A Cautionary Tail: Making sure you create the foundations for a wonderful relationship can be dependent on the age of your children as well as the age of your dog. If you’re thinking of doing something fantastic and getting a rescue dog, you might want to wait until your little one is a bit older. If you’re getting a puppy, we’d suggest that you supervise the way it interacts with your tiny human by monitoring them at all times, at least at first. Of course, we all live busy lives and total supervision can be hard. So if you can’t supervise, keep your dog in a safe and comfortable place away from you kid(s), just in case.
Creating the Best Relationship Ever: When it comes to bonding, you’ll need to teach your kids how to be around dogs, especially yours! The first thing you should do is teach your children how to say ‘hey’ to a dog nicely, so that it doesn’t get spooked or scared. Basically, let the dog know that you are there and that you want to interact with him or her. A great way to do this is by standing side-on, getting your child to make a slightly bunched fist and invite the dog to come to you. If the dog wants to play, then great, but make sure your little ones stroke his back and don’t reach for his head straight away.
Another great tip is to teach your child that dogs need to be treated with care and that they should always be gentle with dogs. That means no hitting, no biting, no scratching, and no pulling ears or tails. As a parent, reading up is always a great thing to do, as well. Read up on the breed of dog, yes, but why not go one step further and educate yourself on dog body language. This is an excellent way to know if your doggy is getting uncomfortable and being able to intervene before anything happens. Make sure you’re always ready to intervene, like we said above; just in case.

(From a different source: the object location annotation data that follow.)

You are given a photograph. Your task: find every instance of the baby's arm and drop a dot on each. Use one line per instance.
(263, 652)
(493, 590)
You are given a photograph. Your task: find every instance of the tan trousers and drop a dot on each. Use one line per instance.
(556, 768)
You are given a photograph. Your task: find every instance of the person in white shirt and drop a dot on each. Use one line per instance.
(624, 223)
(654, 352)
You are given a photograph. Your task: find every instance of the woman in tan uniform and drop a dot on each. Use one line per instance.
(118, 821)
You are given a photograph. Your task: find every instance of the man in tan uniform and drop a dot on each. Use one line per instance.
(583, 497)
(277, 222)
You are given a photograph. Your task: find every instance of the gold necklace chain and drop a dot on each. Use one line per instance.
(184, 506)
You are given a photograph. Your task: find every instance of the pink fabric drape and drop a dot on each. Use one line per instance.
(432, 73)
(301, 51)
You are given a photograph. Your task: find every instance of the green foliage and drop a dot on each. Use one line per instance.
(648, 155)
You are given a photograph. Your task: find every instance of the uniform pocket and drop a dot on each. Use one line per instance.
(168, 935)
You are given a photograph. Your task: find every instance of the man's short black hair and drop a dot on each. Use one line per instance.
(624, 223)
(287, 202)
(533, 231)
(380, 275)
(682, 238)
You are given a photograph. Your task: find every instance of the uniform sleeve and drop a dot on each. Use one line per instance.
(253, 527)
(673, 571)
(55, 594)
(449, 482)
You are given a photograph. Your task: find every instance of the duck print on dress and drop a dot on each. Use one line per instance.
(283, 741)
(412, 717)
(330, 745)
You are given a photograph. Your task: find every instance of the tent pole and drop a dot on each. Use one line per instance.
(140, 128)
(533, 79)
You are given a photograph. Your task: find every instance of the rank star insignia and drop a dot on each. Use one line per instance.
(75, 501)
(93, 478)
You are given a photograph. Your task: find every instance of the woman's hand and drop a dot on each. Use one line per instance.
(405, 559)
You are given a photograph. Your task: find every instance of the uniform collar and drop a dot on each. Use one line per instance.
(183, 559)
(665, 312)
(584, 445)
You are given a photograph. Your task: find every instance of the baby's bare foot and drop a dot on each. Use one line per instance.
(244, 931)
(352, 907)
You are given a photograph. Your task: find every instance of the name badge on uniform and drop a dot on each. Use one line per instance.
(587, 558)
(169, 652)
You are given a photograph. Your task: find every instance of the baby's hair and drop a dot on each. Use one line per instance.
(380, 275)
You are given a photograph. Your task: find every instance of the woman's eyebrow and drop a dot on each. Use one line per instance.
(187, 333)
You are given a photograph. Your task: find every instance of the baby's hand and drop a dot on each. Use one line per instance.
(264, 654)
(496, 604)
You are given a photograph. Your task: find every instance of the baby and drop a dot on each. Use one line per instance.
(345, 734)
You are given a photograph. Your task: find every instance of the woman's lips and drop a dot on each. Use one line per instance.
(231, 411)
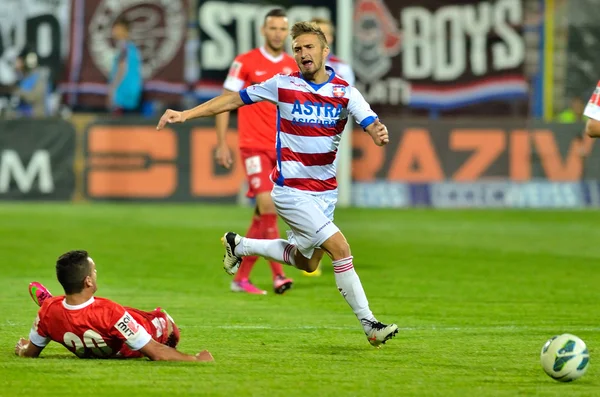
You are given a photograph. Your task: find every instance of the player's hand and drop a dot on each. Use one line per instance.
(223, 156)
(21, 346)
(204, 355)
(170, 116)
(379, 133)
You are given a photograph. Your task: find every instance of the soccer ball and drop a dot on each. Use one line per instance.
(565, 357)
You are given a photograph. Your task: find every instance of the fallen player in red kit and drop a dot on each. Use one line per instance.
(93, 327)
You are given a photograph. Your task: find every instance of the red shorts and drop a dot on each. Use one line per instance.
(258, 165)
(164, 331)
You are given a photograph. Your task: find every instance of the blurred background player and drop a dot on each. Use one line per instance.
(92, 327)
(256, 131)
(125, 80)
(33, 93)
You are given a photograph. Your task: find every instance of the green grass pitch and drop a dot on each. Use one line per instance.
(475, 293)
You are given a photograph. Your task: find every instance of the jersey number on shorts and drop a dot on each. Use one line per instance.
(92, 341)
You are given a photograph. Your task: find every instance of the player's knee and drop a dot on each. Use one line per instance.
(311, 266)
(265, 204)
(342, 250)
(592, 128)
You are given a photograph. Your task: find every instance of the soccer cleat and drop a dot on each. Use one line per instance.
(39, 293)
(282, 284)
(247, 287)
(231, 262)
(379, 333)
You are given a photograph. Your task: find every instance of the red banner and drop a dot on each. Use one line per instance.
(158, 29)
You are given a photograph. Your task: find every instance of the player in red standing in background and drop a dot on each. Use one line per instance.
(256, 126)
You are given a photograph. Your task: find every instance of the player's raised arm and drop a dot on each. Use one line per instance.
(223, 103)
(367, 118)
(33, 346)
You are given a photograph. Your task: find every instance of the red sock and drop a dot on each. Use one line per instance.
(248, 262)
(270, 231)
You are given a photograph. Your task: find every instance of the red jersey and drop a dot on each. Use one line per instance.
(97, 328)
(257, 124)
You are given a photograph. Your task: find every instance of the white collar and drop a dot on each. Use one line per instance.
(270, 57)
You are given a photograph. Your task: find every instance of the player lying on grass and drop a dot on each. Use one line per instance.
(92, 327)
(313, 107)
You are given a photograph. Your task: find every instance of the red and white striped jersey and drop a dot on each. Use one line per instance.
(342, 69)
(310, 122)
(592, 109)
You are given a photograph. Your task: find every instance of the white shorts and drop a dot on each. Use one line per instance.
(310, 216)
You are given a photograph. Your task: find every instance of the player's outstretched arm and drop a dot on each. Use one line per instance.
(158, 352)
(24, 348)
(223, 103)
(378, 132)
(223, 155)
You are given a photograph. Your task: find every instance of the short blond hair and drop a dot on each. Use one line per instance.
(306, 27)
(323, 21)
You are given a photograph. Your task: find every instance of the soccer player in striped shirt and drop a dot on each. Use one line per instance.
(312, 109)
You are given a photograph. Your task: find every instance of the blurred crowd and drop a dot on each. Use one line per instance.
(34, 93)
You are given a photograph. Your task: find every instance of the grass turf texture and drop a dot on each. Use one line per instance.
(475, 293)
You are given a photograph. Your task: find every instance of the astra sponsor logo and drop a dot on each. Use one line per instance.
(318, 109)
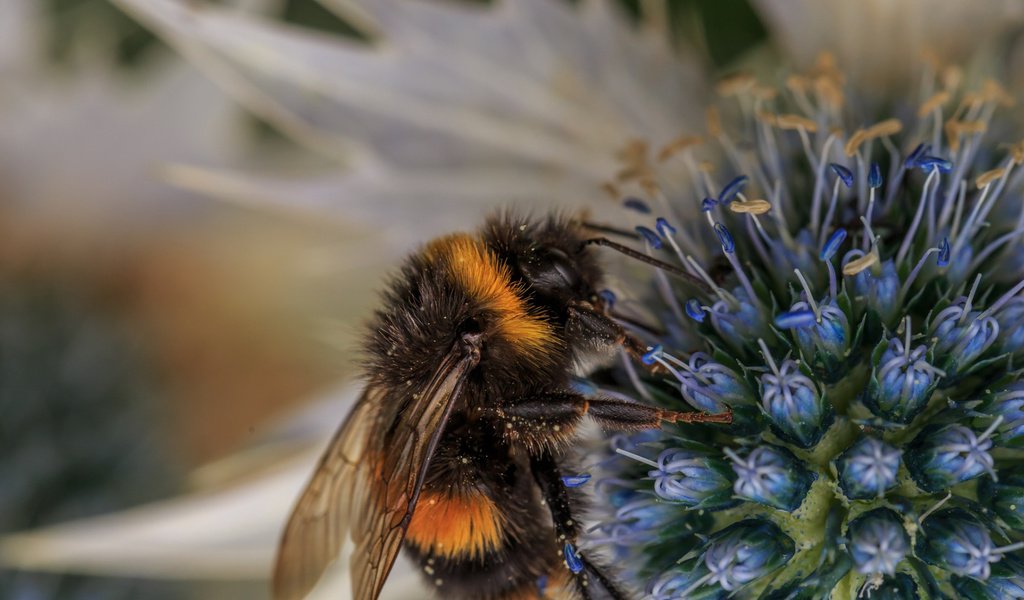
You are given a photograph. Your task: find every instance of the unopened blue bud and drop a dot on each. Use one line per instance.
(930, 163)
(649, 237)
(833, 244)
(867, 469)
(941, 457)
(725, 238)
(571, 560)
(732, 188)
(902, 382)
(843, 173)
(957, 542)
(694, 310)
(944, 251)
(795, 405)
(693, 478)
(636, 204)
(772, 476)
(875, 176)
(878, 542)
(960, 339)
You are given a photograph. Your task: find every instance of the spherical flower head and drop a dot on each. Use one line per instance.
(794, 404)
(962, 336)
(867, 469)
(880, 291)
(825, 341)
(1006, 582)
(902, 381)
(1005, 497)
(743, 552)
(772, 476)
(1011, 320)
(941, 457)
(693, 478)
(713, 387)
(886, 383)
(738, 320)
(899, 587)
(958, 542)
(1008, 404)
(878, 542)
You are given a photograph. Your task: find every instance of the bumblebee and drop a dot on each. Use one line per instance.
(454, 448)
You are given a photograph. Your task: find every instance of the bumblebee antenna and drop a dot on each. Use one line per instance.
(602, 228)
(669, 268)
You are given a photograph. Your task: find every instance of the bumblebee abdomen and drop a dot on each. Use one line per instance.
(460, 525)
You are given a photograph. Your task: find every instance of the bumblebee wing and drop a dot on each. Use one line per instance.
(368, 482)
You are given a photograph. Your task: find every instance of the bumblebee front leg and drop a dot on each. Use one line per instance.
(548, 477)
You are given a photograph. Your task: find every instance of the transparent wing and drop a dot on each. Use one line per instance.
(367, 483)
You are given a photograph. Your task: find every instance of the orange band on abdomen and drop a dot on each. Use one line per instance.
(455, 525)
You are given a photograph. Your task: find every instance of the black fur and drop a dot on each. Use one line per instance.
(424, 313)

On the dog side of things, a great thing to consider is training; professional training. It doesn’t matter if it’s a new puppy or a rescue dog, dog training services are a fantastic way of getting your dog to behave, know your commands, and learn how to act around children. We can’t stress enough how valuable this service could be, not just in terms of safety, but your stress levels too – dogs combined with kids can be quite hard work!